Oman Air: Oman’s state-owned flag carrier has cancelled flights to and from Amman, Dubai, Bahrain, Doha, Dammam, Kuwait, Copenhagen, Baghdad and Khasab until Thursday, 30 April, when another update will be provided.

SalamAir: Oman’s SalamAir is putting on flights between Fujairah International Airport and Muscat, with connecting journeys to Lucknow, Calicut, Hyderabad, Istanbul, Karachi and Cairo. Tickets should be purchased directly from the airline’s website or an authorised travel agency. Flights to Iraq, Lebanon, Sharjah, Doha, Kuwait and Iran are suspended until Thursday, 30 April, while to Dammam have now resumed.

IndiGo: Indian carrier IndiGo are “almost back to operating its regular schedule with 126 weekly flights to/from Saudia Arabia and 28 weekly flights to/from Oman. Additionally, IndiGo’s will operate 98 weekly flights to/from UAE.” This comes after the temporary suspension of flights to Doha, Kuwait City, Sharjah, Bahrain, Dammam, Fujairah and Ras Al Khaimah “due to the evolving situation in the Middle East”.
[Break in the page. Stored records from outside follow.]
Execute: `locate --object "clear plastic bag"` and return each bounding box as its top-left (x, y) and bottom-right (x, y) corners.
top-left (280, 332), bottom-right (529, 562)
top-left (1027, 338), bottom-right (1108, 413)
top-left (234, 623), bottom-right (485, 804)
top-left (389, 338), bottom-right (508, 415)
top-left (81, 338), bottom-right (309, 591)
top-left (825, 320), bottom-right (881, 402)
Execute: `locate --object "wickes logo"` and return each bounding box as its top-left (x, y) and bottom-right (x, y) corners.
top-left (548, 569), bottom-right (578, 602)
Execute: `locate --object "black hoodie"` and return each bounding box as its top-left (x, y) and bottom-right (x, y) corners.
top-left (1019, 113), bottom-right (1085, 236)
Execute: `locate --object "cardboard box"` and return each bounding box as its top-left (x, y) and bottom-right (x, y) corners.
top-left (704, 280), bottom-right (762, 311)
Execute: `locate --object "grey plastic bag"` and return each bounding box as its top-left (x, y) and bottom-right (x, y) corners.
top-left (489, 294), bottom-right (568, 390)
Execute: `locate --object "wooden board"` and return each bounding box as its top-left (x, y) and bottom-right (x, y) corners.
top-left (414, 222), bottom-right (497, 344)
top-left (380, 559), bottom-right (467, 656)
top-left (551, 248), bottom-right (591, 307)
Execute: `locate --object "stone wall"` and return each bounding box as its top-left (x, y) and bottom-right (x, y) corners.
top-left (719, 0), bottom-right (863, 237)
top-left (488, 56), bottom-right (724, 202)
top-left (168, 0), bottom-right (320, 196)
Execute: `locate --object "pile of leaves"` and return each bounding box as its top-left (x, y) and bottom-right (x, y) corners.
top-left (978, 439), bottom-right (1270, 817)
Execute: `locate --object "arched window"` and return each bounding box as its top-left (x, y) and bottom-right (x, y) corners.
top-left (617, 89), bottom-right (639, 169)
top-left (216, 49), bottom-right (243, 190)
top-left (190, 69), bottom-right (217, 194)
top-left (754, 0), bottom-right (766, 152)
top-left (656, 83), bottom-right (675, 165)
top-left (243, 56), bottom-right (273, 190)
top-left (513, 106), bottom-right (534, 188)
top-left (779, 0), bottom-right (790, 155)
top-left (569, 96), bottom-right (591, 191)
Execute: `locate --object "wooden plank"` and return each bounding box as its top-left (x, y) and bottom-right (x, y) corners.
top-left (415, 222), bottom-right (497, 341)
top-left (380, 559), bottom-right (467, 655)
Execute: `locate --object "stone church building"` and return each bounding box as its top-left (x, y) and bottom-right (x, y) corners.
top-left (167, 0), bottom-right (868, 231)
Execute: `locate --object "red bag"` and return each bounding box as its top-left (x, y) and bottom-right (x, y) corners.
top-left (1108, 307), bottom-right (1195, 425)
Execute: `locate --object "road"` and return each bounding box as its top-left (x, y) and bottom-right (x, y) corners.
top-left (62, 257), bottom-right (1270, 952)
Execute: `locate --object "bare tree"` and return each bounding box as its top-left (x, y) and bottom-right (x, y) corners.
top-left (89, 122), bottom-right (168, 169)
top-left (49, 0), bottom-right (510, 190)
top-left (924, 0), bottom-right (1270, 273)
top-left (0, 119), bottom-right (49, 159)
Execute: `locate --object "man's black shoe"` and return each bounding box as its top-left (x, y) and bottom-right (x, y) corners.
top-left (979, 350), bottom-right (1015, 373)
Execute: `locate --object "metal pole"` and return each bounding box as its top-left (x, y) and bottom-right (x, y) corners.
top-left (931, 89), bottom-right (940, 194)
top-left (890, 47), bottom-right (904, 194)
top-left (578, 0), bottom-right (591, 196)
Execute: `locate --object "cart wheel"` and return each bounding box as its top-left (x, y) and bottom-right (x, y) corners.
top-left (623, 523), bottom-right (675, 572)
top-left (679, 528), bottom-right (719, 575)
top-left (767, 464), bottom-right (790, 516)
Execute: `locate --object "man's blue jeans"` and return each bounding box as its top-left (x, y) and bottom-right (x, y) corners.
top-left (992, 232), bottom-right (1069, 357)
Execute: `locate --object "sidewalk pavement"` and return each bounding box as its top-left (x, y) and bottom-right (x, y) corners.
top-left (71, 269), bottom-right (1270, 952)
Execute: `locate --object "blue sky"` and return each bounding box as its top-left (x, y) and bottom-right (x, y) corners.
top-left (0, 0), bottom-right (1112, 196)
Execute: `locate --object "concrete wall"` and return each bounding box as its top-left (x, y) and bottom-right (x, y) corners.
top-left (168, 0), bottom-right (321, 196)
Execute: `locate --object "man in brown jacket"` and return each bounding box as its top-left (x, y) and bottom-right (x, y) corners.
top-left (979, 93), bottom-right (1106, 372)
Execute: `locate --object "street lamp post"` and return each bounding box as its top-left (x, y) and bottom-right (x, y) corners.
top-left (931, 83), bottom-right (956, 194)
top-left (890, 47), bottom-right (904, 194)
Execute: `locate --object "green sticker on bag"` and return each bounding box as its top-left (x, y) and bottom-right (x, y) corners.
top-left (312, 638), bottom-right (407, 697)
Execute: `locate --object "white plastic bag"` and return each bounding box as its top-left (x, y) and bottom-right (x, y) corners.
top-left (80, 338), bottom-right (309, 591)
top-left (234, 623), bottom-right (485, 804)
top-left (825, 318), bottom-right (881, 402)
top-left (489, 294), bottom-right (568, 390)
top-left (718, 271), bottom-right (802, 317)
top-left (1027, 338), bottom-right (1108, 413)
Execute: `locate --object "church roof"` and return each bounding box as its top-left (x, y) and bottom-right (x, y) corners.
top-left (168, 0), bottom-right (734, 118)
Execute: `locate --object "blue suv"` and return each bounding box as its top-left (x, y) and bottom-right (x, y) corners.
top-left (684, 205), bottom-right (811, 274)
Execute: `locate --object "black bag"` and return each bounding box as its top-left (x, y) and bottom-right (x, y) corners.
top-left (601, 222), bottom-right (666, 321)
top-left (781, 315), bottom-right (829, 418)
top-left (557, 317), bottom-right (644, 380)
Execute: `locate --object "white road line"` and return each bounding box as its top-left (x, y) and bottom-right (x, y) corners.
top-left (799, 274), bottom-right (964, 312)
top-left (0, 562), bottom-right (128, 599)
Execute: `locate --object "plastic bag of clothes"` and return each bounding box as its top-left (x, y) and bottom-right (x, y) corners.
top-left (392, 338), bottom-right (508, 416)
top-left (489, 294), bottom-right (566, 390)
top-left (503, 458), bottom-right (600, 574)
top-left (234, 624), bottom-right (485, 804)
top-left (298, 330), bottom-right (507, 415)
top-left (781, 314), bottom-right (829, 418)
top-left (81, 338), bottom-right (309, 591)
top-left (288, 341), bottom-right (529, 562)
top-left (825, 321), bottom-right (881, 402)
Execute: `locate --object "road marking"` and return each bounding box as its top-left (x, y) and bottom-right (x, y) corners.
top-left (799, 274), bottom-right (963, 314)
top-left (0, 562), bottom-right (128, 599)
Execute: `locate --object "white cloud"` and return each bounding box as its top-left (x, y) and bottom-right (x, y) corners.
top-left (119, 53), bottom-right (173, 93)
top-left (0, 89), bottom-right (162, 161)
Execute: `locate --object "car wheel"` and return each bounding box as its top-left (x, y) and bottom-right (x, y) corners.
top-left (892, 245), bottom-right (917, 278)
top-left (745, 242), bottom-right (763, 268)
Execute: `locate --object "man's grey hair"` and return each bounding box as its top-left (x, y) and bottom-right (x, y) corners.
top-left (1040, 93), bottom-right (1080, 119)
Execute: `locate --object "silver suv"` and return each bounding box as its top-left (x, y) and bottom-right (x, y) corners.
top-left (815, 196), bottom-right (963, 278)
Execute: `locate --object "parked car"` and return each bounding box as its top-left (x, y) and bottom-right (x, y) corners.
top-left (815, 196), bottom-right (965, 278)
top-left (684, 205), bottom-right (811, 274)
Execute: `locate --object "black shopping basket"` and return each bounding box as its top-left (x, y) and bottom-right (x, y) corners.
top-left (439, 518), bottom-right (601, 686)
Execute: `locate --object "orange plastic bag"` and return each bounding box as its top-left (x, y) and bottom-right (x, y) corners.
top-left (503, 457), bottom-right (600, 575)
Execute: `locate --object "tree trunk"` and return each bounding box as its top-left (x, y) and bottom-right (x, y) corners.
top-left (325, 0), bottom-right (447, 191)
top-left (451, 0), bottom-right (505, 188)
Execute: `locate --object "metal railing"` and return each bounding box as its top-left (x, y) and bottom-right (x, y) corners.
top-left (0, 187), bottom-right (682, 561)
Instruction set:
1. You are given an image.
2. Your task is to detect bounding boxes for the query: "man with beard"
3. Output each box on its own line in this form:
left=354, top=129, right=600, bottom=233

Lufthansa: German carrier Lufthansa is ⁠suspending ⁠all flights to Abu Dhabi, Amman, Beirut, Dammam, Riyadh, Erbil, Muscat and Tehran, until Saturday, 24 October. With its Dubai and Tel Aviv routes on pause until Sunday, 31 May, “due to ongoing airspace risks over Iran and Iraq”. The airline added, “the suspensions force Europe-to-Asia flights onto longer detours via Egypt or Central Asia, adding one to two hours to flight times and pushing fuel costs into fares”.
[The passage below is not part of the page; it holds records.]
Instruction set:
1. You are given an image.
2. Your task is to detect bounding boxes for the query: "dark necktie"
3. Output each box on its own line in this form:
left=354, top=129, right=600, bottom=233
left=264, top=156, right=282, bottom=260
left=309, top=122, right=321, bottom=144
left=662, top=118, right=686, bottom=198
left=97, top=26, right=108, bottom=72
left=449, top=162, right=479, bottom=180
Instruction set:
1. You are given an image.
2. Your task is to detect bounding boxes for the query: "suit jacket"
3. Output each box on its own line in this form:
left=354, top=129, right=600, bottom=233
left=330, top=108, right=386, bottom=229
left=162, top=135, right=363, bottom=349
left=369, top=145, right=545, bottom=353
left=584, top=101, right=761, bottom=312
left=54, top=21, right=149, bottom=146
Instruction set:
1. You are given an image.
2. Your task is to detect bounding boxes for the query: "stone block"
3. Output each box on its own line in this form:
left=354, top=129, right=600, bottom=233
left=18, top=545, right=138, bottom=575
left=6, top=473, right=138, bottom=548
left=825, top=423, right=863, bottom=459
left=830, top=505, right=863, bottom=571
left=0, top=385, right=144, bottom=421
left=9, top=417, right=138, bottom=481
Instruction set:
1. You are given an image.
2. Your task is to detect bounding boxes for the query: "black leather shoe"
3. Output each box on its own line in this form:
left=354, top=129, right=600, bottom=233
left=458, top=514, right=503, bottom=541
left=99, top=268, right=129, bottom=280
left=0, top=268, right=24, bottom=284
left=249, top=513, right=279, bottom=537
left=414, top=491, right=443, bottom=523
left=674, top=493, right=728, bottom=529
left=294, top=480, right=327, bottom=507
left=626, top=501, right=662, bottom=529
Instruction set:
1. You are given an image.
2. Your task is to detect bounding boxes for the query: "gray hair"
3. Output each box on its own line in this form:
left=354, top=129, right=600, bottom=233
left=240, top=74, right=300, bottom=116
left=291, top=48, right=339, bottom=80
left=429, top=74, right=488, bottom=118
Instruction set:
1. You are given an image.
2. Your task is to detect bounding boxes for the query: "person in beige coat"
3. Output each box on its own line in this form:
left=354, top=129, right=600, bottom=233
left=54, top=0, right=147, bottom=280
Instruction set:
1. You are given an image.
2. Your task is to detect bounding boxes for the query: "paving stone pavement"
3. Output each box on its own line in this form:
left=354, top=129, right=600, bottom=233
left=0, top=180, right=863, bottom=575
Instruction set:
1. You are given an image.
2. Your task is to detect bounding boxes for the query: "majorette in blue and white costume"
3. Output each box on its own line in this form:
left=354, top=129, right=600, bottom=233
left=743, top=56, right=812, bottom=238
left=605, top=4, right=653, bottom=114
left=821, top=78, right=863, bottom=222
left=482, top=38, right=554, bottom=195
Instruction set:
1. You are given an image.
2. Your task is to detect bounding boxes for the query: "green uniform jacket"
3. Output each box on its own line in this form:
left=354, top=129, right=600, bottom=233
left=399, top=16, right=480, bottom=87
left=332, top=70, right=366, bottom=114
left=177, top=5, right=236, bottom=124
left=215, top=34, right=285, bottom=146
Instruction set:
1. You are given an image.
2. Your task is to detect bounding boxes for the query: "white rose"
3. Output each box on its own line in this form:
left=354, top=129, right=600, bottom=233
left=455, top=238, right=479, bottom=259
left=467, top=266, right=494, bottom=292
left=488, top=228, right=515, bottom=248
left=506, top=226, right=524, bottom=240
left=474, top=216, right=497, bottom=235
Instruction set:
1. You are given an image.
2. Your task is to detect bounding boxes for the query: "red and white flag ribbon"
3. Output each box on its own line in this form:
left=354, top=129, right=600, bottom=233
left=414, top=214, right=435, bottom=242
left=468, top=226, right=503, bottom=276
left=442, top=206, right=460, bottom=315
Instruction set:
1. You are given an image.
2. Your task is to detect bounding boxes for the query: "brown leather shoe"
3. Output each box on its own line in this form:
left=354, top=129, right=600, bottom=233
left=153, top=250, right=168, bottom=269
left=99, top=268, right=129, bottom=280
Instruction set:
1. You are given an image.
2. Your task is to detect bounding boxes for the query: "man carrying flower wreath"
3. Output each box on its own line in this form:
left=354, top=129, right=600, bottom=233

Virgin Atlantic: British carrier Virgin Atlantic has suspended its service from London to Dubai for the rest of the winter. With the seasonal route meant to be running until Saturday, March 28, the airline put out a statement on Sunday, 8 March saying: “The recent escalation in the Middle East has brought forward the end of our operation for this season.” Those with tickets for Virgin flights are advised to contact the airline as their teams are “actively working to support those who still need to travel, including exploring and securing arrangements with other airlines wherever possible”.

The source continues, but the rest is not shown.